Last Looks by Howard Michael Gould (Dutton, August). A wild, madcap homage to and satire of the Hollywood noir thriller. Gould, an accomplished screenwriter and showrunner, knows how to keep it fast, smart, and funny.
Praise Song for the Butterflies by Bernice L. McFadden (Akashic, August). A tale set in Ghana, where a girl is given up by her family, endures a very hard life, and, once set free, must find a way to heal and live forward.
River of Stars by Vanessa Hua (Ballantine, August). Scarlett Chen, expectant mom, is sent to Los Angeles to have her baby. Pretty soon, though, she realizes she has to get out of there, and she breaks north to San Francisco. Thus begins a tale.
Nonfiction
Run the Storm by George Foy (Scribner, May). The true story of what happened when the crew of the El Faro, a huge container ship, headed right into a Category 4 hurricane. Skillful, beautifully written.
Amity and Prosperity: One Family and the Fracturing of America by Eliza Griswold (Farrar, Straus and Giroux, June). Griswold, a writer with Chestnut Hill roots, chronicles the impact of fracking on Amity, Pa., and a family's quest for justice. She appears at the Free Library of Philadelphia on June 12.
And Then We Danced: A Voyage into the Groove by Henry Alford (Simon & Schuster, June). A memoir and primer on dancing (of all kinds!) and what it can do to (and for) you.
My Twenty-Five Years in Provence by Peter Mayle (Knopf, June). Mayle, champion of all things Provence, dieed in January, but his keen eye and wit are much on display in this all-new collection of writings on his times in the south of France.
Old in Art School: A Memoir of Starting Over by Nell Irwin Painter (Counterpoint, June). Hurray for Nell Irwin Painter! This Princeton historian finishes up a fine academic career – and then gets an MFA in art at Mason Gross at Rutgers, and then gets another one at the Rhode Island School of Design. You go. One of the must-reads of the year.
A Girl's Guide to Missiles: Growing Up in America's Secret Desert by Karen Piper (Viking, August). She grew up in the China Lake missile range during the Cold War. Thus she tells some wild tales, with a warhead or two. A singular American life.
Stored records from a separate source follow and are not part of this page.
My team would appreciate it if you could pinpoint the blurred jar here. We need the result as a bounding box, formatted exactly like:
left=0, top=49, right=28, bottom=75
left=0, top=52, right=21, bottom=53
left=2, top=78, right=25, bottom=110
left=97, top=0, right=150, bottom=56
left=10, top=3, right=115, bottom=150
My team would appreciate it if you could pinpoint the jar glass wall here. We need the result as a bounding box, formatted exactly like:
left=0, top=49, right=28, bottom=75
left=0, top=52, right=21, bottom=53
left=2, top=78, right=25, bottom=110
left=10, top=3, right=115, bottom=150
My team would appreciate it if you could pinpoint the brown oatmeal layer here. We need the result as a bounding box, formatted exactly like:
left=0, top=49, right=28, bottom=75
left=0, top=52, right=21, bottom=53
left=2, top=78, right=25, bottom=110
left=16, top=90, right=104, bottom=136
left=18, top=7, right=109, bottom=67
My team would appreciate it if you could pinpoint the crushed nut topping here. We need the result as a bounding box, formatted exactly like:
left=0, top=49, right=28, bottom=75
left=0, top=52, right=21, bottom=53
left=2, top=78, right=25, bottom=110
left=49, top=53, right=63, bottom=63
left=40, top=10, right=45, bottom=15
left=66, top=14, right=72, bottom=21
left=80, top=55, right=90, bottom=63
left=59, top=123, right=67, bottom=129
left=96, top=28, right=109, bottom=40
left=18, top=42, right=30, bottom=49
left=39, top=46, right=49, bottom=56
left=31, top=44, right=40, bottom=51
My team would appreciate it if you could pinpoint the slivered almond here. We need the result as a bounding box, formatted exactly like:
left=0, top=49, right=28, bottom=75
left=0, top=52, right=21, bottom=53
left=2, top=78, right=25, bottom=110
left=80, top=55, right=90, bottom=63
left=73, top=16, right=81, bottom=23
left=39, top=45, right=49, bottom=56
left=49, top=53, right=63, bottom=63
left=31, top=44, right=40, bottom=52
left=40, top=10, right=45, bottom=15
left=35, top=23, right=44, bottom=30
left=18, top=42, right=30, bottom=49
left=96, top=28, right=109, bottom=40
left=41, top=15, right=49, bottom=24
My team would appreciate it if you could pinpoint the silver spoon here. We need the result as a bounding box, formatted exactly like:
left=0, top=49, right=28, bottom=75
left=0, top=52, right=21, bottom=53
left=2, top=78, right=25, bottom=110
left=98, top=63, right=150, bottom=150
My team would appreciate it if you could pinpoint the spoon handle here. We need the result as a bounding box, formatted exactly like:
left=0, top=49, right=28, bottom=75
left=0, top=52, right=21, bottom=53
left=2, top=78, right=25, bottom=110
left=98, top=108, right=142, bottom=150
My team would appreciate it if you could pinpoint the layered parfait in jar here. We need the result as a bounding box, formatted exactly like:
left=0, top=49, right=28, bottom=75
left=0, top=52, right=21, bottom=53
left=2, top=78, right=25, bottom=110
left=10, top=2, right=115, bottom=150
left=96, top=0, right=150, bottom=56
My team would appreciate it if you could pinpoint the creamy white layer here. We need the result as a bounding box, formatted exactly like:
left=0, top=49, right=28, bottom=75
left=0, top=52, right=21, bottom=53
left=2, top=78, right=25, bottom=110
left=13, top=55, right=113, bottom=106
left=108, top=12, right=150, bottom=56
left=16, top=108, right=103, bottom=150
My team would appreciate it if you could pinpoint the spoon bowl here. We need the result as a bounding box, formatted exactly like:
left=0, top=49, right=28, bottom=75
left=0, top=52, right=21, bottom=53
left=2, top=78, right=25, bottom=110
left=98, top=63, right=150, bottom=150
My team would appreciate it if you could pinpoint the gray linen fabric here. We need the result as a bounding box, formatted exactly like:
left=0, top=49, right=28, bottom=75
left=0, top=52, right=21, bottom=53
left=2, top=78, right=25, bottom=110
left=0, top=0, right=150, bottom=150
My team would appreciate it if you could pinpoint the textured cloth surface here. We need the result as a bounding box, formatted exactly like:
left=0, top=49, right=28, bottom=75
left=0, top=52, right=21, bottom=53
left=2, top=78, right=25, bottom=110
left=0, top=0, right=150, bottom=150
A Song for the River by Philip Connors (Cinco Puntos, August). The author is a longtime fire lookout in New Mexico's Gila Bend National Forest. In this sequel to his 2011 book Fire Season, he watches the wilderness burn and ponders death, love, and regrowth.
Summer by Karl Ove Knausgaard (Penguin, August). The tireless Norwegian writer concludes his four-book, yearlong collection of season-themed essays with this dazzling, intense gathering of summer thoughts.
Poetry
American Sonnets for My Past and Future Assassin by Terrance Hayes (Penguin, June). Seventy free-verse sonnets exploring the American penchant for racially charged violence. Hayes does what poets do for their times.
If They Come for Us by Fatimah Asghar (One World, August). Asghar, co-creator of the web/HBO series Brown Girls, writes through the eyes of a Pakistani woman who comes to America and discovers a very strange country indeed.